Of course, there were disappointments. Fluid drilling, into which much effort and resources, and liaison with engineers, was devoted, never took off, though this was no reflection on the science and technology involved. Mini-cauliflower experiments were 10 or so years ahead of their time; they are now a standard feature of supermarket salad shelves: and I wonder if any credit is now paid as to where the original concept came from!

I find it curious, indeed perverse, that at the time I am composing this contribution about 60 years of scientific research the politicians are beginning to regard food security, which will have to be backed by research, as a high priority for the future, that this centre of excellence is to be closed down.

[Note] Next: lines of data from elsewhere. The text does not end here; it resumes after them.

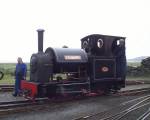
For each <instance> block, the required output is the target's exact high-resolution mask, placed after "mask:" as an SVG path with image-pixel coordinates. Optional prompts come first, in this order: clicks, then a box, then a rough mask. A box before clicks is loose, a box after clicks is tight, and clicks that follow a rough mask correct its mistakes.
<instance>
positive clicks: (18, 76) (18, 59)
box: [13, 57, 27, 97]
mask: <svg viewBox="0 0 150 120" xmlns="http://www.w3.org/2000/svg"><path fill="white" fill-rule="evenodd" d="M17 61H18V63H17V64H16V69H15V91H14V93H13V96H15V97H16V96H17V95H19V93H20V91H21V90H20V87H21V80H25V79H26V73H27V66H26V64H25V63H23V61H22V58H21V57H18V59H17Z"/></svg>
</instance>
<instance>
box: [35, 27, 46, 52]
mask: <svg viewBox="0 0 150 120" xmlns="http://www.w3.org/2000/svg"><path fill="white" fill-rule="evenodd" d="M37 32H38V52H43V32H44V30H43V29H38V30H37Z"/></svg>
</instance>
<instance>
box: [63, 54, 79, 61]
mask: <svg viewBox="0 0 150 120" xmlns="http://www.w3.org/2000/svg"><path fill="white" fill-rule="evenodd" d="M64 59H65V60H81V56H79V55H65V56H64Z"/></svg>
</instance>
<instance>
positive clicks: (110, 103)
mask: <svg viewBox="0 0 150 120" xmlns="http://www.w3.org/2000/svg"><path fill="white" fill-rule="evenodd" d="M136 97H139V96H119V97H115V96H101V97H92V98H88V99H84V100H75V101H69V102H64V103H54V104H50V105H49V106H47V107H46V108H43V110H40V111H31V112H26V113H18V114H10V115H7V116H5V117H4V116H3V117H1V118H0V119H1V120H35V119H36V120H72V119H74V118H77V117H80V116H86V115H88V114H91V113H98V112H102V111H105V110H108V109H110V108H111V107H114V106H116V105H118V104H119V103H122V102H124V101H127V100H130V99H134V98H136ZM129 120H130V119H129Z"/></svg>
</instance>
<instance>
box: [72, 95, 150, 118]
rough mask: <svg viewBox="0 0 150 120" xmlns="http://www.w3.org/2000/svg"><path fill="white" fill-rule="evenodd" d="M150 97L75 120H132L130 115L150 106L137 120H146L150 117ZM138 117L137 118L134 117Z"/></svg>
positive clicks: (144, 96) (123, 103)
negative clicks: (123, 119) (137, 111)
mask: <svg viewBox="0 0 150 120" xmlns="http://www.w3.org/2000/svg"><path fill="white" fill-rule="evenodd" d="M149 100H150V95H146V96H143V97H139V98H136V99H132V100H129V101H126V102H124V103H121V104H119V105H118V106H115V107H113V108H111V109H109V110H107V111H104V112H100V113H95V114H90V115H85V116H81V117H78V118H75V119H73V120H122V119H124V120H127V119H131V118H130V116H129V114H131V113H132V112H137V111H138V110H140V109H142V108H144V107H146V106H149V107H148V108H147V109H146V110H145V111H144V112H143V113H141V114H140V115H139V116H137V118H136V119H137V120H145V119H147V118H148V117H150V102H149ZM127 117H128V118H127ZM134 117H136V116H134ZM136 119H135V118H134V120H136Z"/></svg>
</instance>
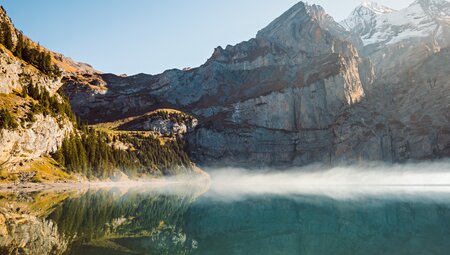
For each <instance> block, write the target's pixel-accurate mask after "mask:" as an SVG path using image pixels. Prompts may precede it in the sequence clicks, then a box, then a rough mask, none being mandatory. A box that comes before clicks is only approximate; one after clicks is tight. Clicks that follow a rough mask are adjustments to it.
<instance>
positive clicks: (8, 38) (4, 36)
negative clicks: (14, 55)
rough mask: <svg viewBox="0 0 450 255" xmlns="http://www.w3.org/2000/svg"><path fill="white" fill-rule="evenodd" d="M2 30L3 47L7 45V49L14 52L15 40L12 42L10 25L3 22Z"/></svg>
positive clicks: (11, 34)
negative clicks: (3, 46) (14, 45)
mask: <svg viewBox="0 0 450 255" xmlns="http://www.w3.org/2000/svg"><path fill="white" fill-rule="evenodd" d="M1 29H2V35H3V36H2V41H1V43H2V44H3V45H5V47H6V48H7V49H8V50H10V51H12V50H13V47H14V43H13V40H12V31H11V28H10V27H9V25H8V23H6V22H3V23H2V26H1Z"/></svg>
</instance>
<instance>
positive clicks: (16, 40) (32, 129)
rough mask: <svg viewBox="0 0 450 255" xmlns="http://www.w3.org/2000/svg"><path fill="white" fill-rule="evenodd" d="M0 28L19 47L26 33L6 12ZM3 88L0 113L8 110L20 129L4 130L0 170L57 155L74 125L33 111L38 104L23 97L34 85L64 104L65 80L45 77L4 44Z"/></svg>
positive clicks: (17, 128) (1, 66)
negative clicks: (19, 41)
mask: <svg viewBox="0 0 450 255" xmlns="http://www.w3.org/2000/svg"><path fill="white" fill-rule="evenodd" d="M0 26H1V27H2V31H1V33H2V36H3V37H5V36H6V34H5V33H7V32H9V33H10V35H9V36H10V37H11V40H12V44H13V48H16V47H18V46H17V44H18V35H19V33H20V35H22V34H21V33H22V32H20V31H18V30H16V28H15V27H14V25H13V23H12V22H11V19H10V18H9V17H8V16H7V14H6V12H5V11H4V9H3V8H1V9H0ZM5 27H8V29H5ZM27 42H28V43H30V44H34V42H32V41H27ZM41 49H43V48H40V49H39V50H41ZM0 84H1V85H0V109H6V110H7V111H8V112H9V114H11V116H12V117H13V118H14V120H15V122H16V123H17V127H16V128H0V168H1V169H3V168H4V169H6V170H8V171H13V170H14V168H15V167H14V166H15V165H17V164H20V165H23V164H24V163H26V162H29V161H30V160H33V159H37V158H39V157H41V156H43V155H47V154H49V153H52V152H55V151H56V150H57V148H58V147H59V146H60V145H61V143H62V140H63V139H64V137H65V136H66V135H68V134H69V133H71V132H72V131H73V125H72V123H71V122H70V121H69V120H68V118H67V117H66V116H58V115H55V114H51V115H50V114H46V115H45V116H44V115H43V114H42V113H38V112H39V111H37V110H36V109H34V110H33V109H32V108H36V107H33V105H35V104H37V102H36V100H34V99H32V98H30V97H28V96H26V95H20V96H19V94H20V93H22V91H23V89H24V88H25V87H27V86H30V85H33V86H36V87H39V88H40V90H41V91H47V92H49V94H50V95H52V96H54V97H57V98H59V100H62V98H61V97H60V96H59V95H58V94H57V93H56V92H57V90H58V89H59V88H60V86H61V85H62V83H61V77H52V76H49V75H46V74H44V73H43V72H41V71H40V70H38V69H37V68H36V67H35V66H33V65H31V64H30V63H27V62H25V61H24V60H22V59H20V58H19V57H17V56H15V55H14V54H13V53H12V52H11V50H8V49H7V48H6V47H4V46H3V45H2V44H0ZM47 103H48V102H47ZM36 111H37V112H36Z"/></svg>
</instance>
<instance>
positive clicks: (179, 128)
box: [117, 110, 198, 137]
mask: <svg viewBox="0 0 450 255" xmlns="http://www.w3.org/2000/svg"><path fill="white" fill-rule="evenodd" d="M197 125H198V120H197V119H195V118H193V117H192V116H189V115H187V114H184V113H182V112H178V111H170V110H161V111H157V112H152V113H148V114H145V115H143V116H140V117H137V118H134V119H133V120H131V121H129V122H126V123H124V124H122V125H120V126H118V127H117V129H119V130H130V131H151V132H152V133H154V134H156V135H157V136H164V137H168V136H169V137H172V136H183V135H185V134H186V133H187V132H190V131H193V130H194V128H195V127H196V126H197Z"/></svg>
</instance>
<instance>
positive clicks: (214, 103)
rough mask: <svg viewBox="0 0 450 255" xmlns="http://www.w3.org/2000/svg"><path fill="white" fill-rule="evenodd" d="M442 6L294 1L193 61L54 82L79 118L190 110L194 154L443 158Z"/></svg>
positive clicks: (208, 160) (89, 119) (271, 155)
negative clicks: (153, 110) (259, 30)
mask: <svg viewBox="0 0 450 255" xmlns="http://www.w3.org/2000/svg"><path fill="white" fill-rule="evenodd" d="M448 5H449V4H448V2H446V1H443V0H436V1H431V0H420V1H416V2H414V3H413V4H412V5H411V6H409V7H408V8H406V9H404V10H401V11H395V10H393V9H390V8H387V7H383V6H380V5H376V4H370V3H365V4H364V5H363V6H360V7H358V8H357V9H356V10H355V11H354V12H353V13H352V15H351V16H350V17H349V19H347V20H345V21H344V22H342V23H341V24H339V23H337V22H335V21H334V20H333V19H332V18H331V17H330V16H329V15H328V14H327V13H326V12H325V11H324V10H323V9H322V8H321V7H320V6H316V5H312V6H310V5H307V4H304V3H302V2H300V3H298V4H296V5H295V6H293V7H292V8H291V9H289V10H288V11H287V12H285V13H284V14H283V15H281V16H280V17H279V18H277V19H276V20H275V21H273V22H272V23H271V24H269V25H268V26H267V27H265V28H264V29H262V30H261V31H259V32H258V34H257V35H256V37H255V38H253V39H250V40H249V41H246V42H242V43H240V44H237V45H235V46H227V47H226V48H222V47H218V48H216V49H215V50H214V52H213V54H212V56H211V58H210V59H208V60H207V61H206V63H205V64H204V65H202V66H200V67H198V68H194V69H189V70H183V71H181V70H168V71H166V72H164V73H162V74H159V75H154V76H152V75H145V74H139V75H135V76H130V77H124V76H116V75H112V74H99V73H94V74H86V75H84V76H83V77H79V76H78V77H75V76H71V77H67V78H66V79H65V85H64V86H63V90H64V91H65V92H66V94H67V95H69V97H70V99H71V102H72V105H73V107H74V109H75V111H76V112H77V113H78V114H80V116H82V117H83V118H84V119H86V120H88V121H90V122H91V123H98V122H104V121H114V120H116V119H122V118H127V117H132V116H140V115H142V114H145V113H147V112H150V111H153V110H155V109H159V108H165V107H170V108H174V109H180V110H183V111H185V112H187V113H189V114H192V115H194V116H195V117H196V118H198V120H199V125H198V126H197V127H196V128H195V130H193V131H192V132H190V133H189V135H188V141H189V143H188V146H189V150H190V153H191V156H192V157H193V158H194V159H195V160H197V161H198V162H201V163H202V164H204V165H239V166H248V167H255V166H299V165H305V164H309V163H313V162H322V163H331V164H333V163H338V162H343V161H344V162H352V161H358V160H383V161H395V162H398V161H405V160H411V159H432V158H436V157H445V156H449V150H448V148H449V140H448V139H449V138H448V133H449V130H448V127H449V126H450V125H449V124H450V123H449V119H448V118H447V117H445V116H447V115H448V114H447V112H448V105H449V101H450V100H449V97H448V96H447V95H448V92H449V89H448V86H447V85H448V84H447V82H446V79H445V73H446V72H448V70H447V67H446V66H448V65H447V64H446V63H448V62H447V57H446V55H447V53H446V52H447V50H446V47H447V46H448V43H449V42H450V40H449V38H447V35H448V33H447V32H446V31H447V29H448V26H447V22H448V20H450V19H449V18H448V17H449V15H448V12H447V10H448ZM436 63H440V65H439V66H437V65H436ZM443 116H444V117H443Z"/></svg>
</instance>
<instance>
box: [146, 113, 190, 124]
mask: <svg viewBox="0 0 450 255" xmlns="http://www.w3.org/2000/svg"><path fill="white" fill-rule="evenodd" d="M155 116H156V117H160V118H161V119H163V120H170V121H172V122H175V123H183V122H188V121H189V122H192V121H193V120H194V117H192V116H190V115H188V114H186V113H182V112H167V111H157V112H155V113H152V114H151V115H149V117H155Z"/></svg>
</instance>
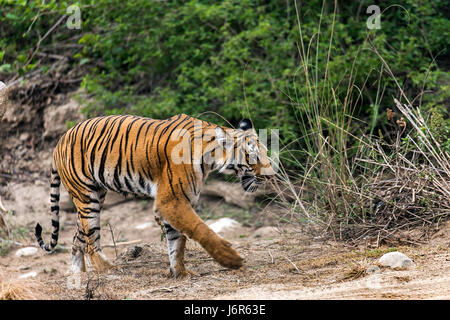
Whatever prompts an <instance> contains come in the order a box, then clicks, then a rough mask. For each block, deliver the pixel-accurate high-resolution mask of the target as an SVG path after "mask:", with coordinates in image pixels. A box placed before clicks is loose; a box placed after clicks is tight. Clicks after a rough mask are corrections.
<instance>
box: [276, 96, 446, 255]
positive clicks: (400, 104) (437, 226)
mask: <svg viewBox="0 0 450 320" xmlns="http://www.w3.org/2000/svg"><path fill="white" fill-rule="evenodd" d="M394 101H395V103H396V108H397V110H398V111H399V115H398V116H397V117H395V115H393V113H392V110H390V109H389V110H388V111H391V114H390V115H389V117H388V118H390V121H391V125H392V127H393V128H394V129H395V131H396V133H395V134H394V138H393V141H388V139H387V138H385V137H383V136H380V137H361V138H360V137H355V136H353V135H352V133H350V132H348V131H346V134H348V135H349V136H351V137H352V138H354V139H355V140H357V141H358V142H359V145H360V146H359V147H358V148H359V149H358V151H357V153H356V155H355V156H352V157H349V158H346V159H344V163H345V169H344V170H340V169H339V168H337V167H335V166H334V165H333V163H334V162H333V159H332V158H330V159H328V160H327V161H326V164H320V163H319V162H321V161H317V160H318V159H310V160H309V162H310V165H309V167H307V170H306V172H305V173H304V174H303V175H301V176H300V175H299V174H297V175H296V176H293V175H292V174H288V173H287V172H286V171H285V170H283V168H282V167H280V169H281V170H280V171H281V172H280V173H279V174H278V179H277V190H278V193H279V196H278V198H279V199H280V202H281V203H282V204H284V206H285V207H286V208H288V209H289V210H290V212H291V218H292V217H293V218H294V219H292V220H291V221H300V222H301V224H302V225H305V224H312V225H314V226H315V227H316V228H317V229H318V230H321V232H322V234H323V235H325V234H327V235H332V236H333V237H334V238H336V239H341V240H351V241H352V242H354V243H358V242H360V241H365V240H368V239H370V240H374V241H376V245H377V246H378V245H381V244H383V243H388V244H398V243H402V242H406V243H412V244H417V243H418V242H420V241H421V240H422V239H425V240H426V239H428V236H429V233H430V232H429V231H430V230H435V229H436V228H437V227H438V226H439V224H440V223H441V222H442V221H443V220H445V219H448V218H449V217H450V156H449V154H448V153H446V152H444V151H443V150H442V149H441V147H440V145H439V143H438V142H437V141H436V139H435V138H434V137H433V134H432V130H431V129H430V128H429V127H428V126H427V123H426V121H425V120H424V118H423V116H422V115H421V113H420V111H419V110H418V109H417V110H414V109H413V108H412V107H411V106H408V105H404V104H403V105H402V104H400V102H399V101H397V100H396V99H394ZM330 147H333V146H331V145H330V144H329V142H328V140H327V139H323V146H322V149H326V148H330ZM317 168H321V172H320V173H317V172H318V171H317ZM324 172H325V173H324ZM312 173H314V174H312ZM302 201H305V203H302ZM306 203H309V204H308V205H306ZM412 229H415V233H414V235H413V236H410V237H409V236H406V237H405V233H404V231H407V230H412ZM418 229H420V230H421V231H422V233H421V234H420V235H418V234H417V230H418ZM399 231H401V232H399ZM400 234H401V237H400V236H399V235H400Z"/></svg>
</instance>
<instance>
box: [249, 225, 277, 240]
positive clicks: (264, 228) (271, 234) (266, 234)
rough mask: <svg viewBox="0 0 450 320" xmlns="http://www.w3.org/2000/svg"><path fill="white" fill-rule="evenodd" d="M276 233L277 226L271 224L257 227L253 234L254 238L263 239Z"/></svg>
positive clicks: (270, 236)
mask: <svg viewBox="0 0 450 320" xmlns="http://www.w3.org/2000/svg"><path fill="white" fill-rule="evenodd" d="M278 235H280V231H279V230H278V228H276V227H271V226H266V227H261V228H259V229H257V230H256V231H255V232H254V234H253V236H254V237H255V238H264V239H267V238H272V237H276V236H278Z"/></svg>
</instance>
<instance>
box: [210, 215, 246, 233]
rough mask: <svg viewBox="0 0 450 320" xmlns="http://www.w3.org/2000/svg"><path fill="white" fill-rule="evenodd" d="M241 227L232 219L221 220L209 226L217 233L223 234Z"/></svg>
mask: <svg viewBox="0 0 450 320" xmlns="http://www.w3.org/2000/svg"><path fill="white" fill-rule="evenodd" d="M239 226H240V223H239V222H237V221H236V220H233V219H231V218H220V219H219V220H216V221H214V222H212V223H211V224H210V225H209V227H210V228H211V229H212V230H213V231H214V232H215V233H221V232H223V231H225V230H230V229H235V228H238V227H239Z"/></svg>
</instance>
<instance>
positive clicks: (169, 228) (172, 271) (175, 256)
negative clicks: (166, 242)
mask: <svg viewBox="0 0 450 320" xmlns="http://www.w3.org/2000/svg"><path fill="white" fill-rule="evenodd" d="M164 229H165V232H166V240H167V250H168V252H169V261H170V274H171V275H172V276H173V277H175V278H183V277H185V276H186V275H187V274H188V272H187V271H186V267H185V266H184V249H185V247H186V236H185V235H183V234H182V233H181V232H179V231H178V230H175V229H174V228H173V227H172V226H171V225H170V224H169V223H167V222H166V221H164Z"/></svg>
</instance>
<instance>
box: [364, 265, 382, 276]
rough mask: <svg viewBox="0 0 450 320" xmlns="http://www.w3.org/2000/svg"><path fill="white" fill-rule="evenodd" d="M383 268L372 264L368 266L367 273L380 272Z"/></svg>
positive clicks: (370, 273)
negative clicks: (382, 268)
mask: <svg viewBox="0 0 450 320" xmlns="http://www.w3.org/2000/svg"><path fill="white" fill-rule="evenodd" d="M380 273H381V270H380V268H378V267H377V266H375V265H370V266H369V267H367V269H366V274H380Z"/></svg>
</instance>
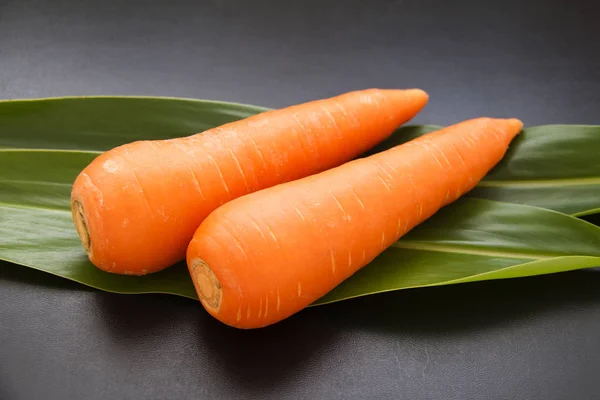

I am sad that to end by saluting 'Vivat NVRS' would be mis-placed.

Nick Weatheritt

Footnotes

  1. Alan Scaife writes
    I thought it was the glazing strip rather than the water hoses that produced the toxic vapour. Didn't the glasshouse installers have to replace it? I recall that it was just one cultivar of cabbages which suffered - and it makes one wonder about the subtleties of GE interactions. Like Nick, I've often been suspicious of the plastic smells in new cars. (Well that's my excuse for driving one which is 13 years old!)

  2. David Wurr writes
    Richard
    As I'm sure you remember it was indeed the glazing strips which caused the problem and your paper below with Tom Fyfield and Rosemary Cole describes the problem. https://qir.kyushu-u.ac.jp/dspace/bitstream/2324/8113/1/KJ00004506696.pdf
    David

  3. J K A Bleasdale writes
    Re Phthalate. The problem arose in the Controlled Environment Cabinets and was traced to blue thermo couple wire. We suspected phthalate right away as I had had lethal effects on lettuce in some trials of plastic film for Courtaulds. The big episode occurred with new Glasshouses at Wellesbourne which killed cabbage seedlings being grown to test the niformity of the houses. The problem was the plastic glazing strip. All the glass had to be taken off and the strip replaced with safe plastic. After that we tested all plastic going CE or the Glasshouses and that is how the hose was discovered. We then issued a general warning to the trade.